When a noun, noun phrase, or pronoun functions as a subject complement, it is called a predicative nominal. When an adjective or analogous phrase functions as subject complement, it is called a predicative adjective. In either case the predicative complement corresponds to the subject.

Within the small class of copulas that preface a subject complement, the verb be, or one of its concomitant forms, is the most common. Because a copula is an intransitive verb, subject complements are not customarily construed to be the object of the verb. They are often deemed to be neither arguments nor adjuncts of a predicate. A plural or singular subject, rather than a subject complement determines the grammatical number expressed by a copula.

==Examples==
The subject complement is bold in the following examples:

- The lake was a tranquil pool. – Predicative nominal

Here, was is a copula (a concomitant form of be) that links the subject complement a tranquil pool (which has the head noun pool), to the subject the lake (which has the head noun lake).

- The lake is tranquil. – Predicative adjective

In this example, tranquil is a predicative adjective linked to the subject the lake via the copula is (another concomitant form of be).

An example in which the subject complement is a clause is:

- That is what I think. – Predicative clause

==Other languages==
In some languages, adjectives are stative verbs and do not require a copula in predicative use.

==Disputed pronoun forms==

Eighteenth-century grammarians such as Joseph Priestley justified the colloquial usage of subject complements in instances such as it is me (and it is him, he is taller than him, etc.) on the grounds that good writers use it often:

All our grammarians say, that the nominative cases of pronouns ought to follow the verb substantive as well as precede it; yet any familiar forms of speech and the example of some of our best writers would lead us to make a contrary rule; or, at least, would leave us at liberty to adopt which we liked best.

Other grammarians, including Baker (1770), Campbell (1776), and Lindley Murray (1795), say the first person pronoun must be I rather than me because it is a nominative that is equivalent to the subject. The opinions of these three partisans of the nominative case were accepted by the schoolmasters. However, modern grammarians such as Rodney Huddleston and Geoffrey K. Pullum deny that such a rule exists in English and claim that such opinions "confuse correctness with formality".

This argument for it is I is based on the model of Latin, where the complement of the finite copula is always in the nominative case (and where, unlike English, nominative and accusative are distinguished morphologically in all nominal parts of speech and not just in pronouns). The situation in English may, however, also be compared with that of French, where the historical accusative form moi functions as a so-called disjunctive pronoun, and appears as a subject complement (c'est moi, 'it is me'). Similarly, the clitic accusative form can serve as a subject complement as well as a direct object (il l'est 'he is [that/it]', cf. il l'aime 'he loves it').

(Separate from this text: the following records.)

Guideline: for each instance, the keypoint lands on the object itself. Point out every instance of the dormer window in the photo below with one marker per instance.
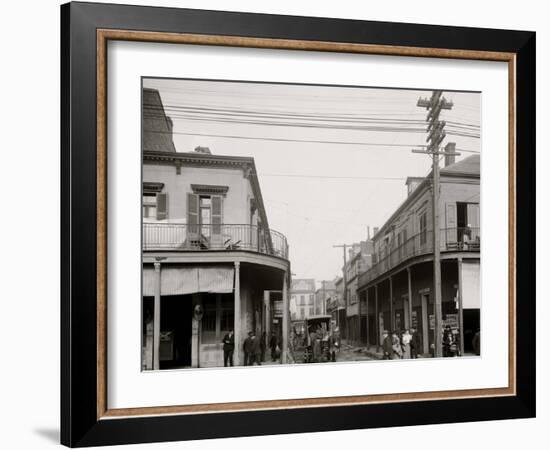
(154, 201)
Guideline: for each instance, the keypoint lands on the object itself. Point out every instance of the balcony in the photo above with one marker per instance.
(452, 240)
(213, 237)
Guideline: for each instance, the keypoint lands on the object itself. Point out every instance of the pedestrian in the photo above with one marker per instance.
(415, 344)
(476, 343)
(273, 346)
(256, 350)
(228, 348)
(397, 352)
(406, 344)
(263, 344)
(447, 341)
(248, 349)
(387, 345)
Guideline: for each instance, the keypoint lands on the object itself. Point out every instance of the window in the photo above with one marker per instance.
(149, 206)
(423, 228)
(204, 215)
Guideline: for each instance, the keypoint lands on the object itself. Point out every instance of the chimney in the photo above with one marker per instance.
(204, 150)
(450, 159)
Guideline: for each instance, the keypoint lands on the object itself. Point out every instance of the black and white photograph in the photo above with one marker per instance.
(298, 224)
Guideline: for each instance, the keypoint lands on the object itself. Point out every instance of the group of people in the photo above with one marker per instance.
(254, 348)
(400, 345)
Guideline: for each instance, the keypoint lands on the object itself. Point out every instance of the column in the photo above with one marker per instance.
(156, 320)
(409, 285)
(195, 332)
(284, 354)
(392, 319)
(237, 315)
(267, 315)
(460, 308)
(367, 330)
(377, 318)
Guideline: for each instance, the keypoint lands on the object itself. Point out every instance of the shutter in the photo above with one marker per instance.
(473, 219)
(162, 206)
(192, 218)
(217, 219)
(217, 210)
(450, 224)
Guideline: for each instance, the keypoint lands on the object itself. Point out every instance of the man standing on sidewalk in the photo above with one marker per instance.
(387, 345)
(228, 348)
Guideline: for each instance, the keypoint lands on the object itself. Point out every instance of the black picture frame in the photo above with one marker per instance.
(80, 425)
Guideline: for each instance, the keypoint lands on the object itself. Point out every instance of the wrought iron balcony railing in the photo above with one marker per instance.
(452, 239)
(213, 237)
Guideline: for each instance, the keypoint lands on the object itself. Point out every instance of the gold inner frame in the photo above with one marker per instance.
(104, 35)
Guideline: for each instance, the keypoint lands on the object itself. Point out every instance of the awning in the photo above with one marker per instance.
(470, 285)
(189, 280)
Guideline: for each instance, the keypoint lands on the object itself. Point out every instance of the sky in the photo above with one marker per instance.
(331, 161)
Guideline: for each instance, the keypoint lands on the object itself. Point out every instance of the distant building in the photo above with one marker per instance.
(336, 306)
(398, 289)
(302, 298)
(322, 294)
(359, 260)
(210, 261)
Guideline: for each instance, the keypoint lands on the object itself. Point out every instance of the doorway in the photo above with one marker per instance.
(175, 331)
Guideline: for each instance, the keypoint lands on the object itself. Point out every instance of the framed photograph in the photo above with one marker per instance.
(277, 224)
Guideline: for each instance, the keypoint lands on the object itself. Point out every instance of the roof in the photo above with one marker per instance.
(466, 166)
(303, 284)
(157, 126)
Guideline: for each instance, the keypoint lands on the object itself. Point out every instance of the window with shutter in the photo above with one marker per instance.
(192, 218)
(162, 206)
(473, 220)
(217, 213)
(451, 224)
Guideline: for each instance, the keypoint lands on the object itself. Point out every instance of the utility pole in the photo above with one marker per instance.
(344, 279)
(434, 105)
(323, 307)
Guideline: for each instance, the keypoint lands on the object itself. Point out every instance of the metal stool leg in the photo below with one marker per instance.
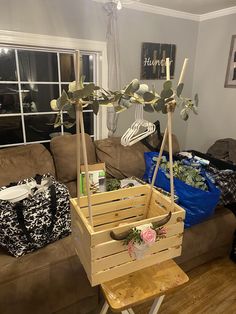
(104, 308)
(156, 305)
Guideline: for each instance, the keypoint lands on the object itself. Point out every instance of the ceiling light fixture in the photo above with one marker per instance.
(120, 3)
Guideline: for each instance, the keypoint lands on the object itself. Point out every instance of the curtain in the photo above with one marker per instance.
(113, 56)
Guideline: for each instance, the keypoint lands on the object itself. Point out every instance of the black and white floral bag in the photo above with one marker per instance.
(33, 213)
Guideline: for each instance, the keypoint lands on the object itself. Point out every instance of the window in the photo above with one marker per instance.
(29, 79)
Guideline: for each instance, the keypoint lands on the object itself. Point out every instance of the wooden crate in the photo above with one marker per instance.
(104, 258)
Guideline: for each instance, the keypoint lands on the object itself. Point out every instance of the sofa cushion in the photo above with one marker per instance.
(21, 162)
(63, 149)
(45, 281)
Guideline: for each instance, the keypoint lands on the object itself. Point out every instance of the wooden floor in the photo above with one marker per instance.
(210, 290)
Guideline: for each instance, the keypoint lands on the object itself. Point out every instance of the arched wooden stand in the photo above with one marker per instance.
(95, 216)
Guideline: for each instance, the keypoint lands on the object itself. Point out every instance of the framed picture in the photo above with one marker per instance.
(230, 79)
(153, 60)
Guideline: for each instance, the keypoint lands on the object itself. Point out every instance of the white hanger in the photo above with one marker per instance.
(134, 127)
(131, 136)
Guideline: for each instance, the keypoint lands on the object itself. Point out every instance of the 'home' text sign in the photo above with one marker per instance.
(153, 58)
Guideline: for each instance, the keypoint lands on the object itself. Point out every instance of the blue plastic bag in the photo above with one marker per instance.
(199, 204)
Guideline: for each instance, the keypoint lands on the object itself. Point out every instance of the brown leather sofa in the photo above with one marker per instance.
(52, 280)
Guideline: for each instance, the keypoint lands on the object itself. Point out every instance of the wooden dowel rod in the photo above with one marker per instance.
(77, 77)
(159, 157)
(155, 171)
(171, 157)
(167, 69)
(181, 78)
(78, 153)
(81, 119)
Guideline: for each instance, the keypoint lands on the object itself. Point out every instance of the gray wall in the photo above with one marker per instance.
(86, 19)
(82, 19)
(217, 105)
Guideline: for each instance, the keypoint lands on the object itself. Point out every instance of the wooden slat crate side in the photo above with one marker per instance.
(114, 247)
(115, 205)
(113, 225)
(120, 258)
(104, 235)
(132, 266)
(105, 197)
(78, 223)
(155, 210)
(161, 200)
(79, 240)
(118, 215)
(85, 264)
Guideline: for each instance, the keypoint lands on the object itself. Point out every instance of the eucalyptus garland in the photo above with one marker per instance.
(84, 95)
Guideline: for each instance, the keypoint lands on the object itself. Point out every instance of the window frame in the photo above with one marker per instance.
(38, 41)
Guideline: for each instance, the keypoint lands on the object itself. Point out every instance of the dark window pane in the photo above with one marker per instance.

Fiction writers have occasionally pointed out the colloquialisms of their characters in an authorial comment. In "The Curse of the Golden Cross", for example, G. K. Chesterton writes, "'He may be me,' said Father Brown, with cheerful contempt for grammar." And in The Lion, the Witch and the Wardrobe, C. S. Lewis writes, "'Come out, Mrs. Beaver. Come out, Sons and Daughters of Adam. It's all right! It isn't Her!' This was bad grammar of course, but that is how beavers talk when they are excited."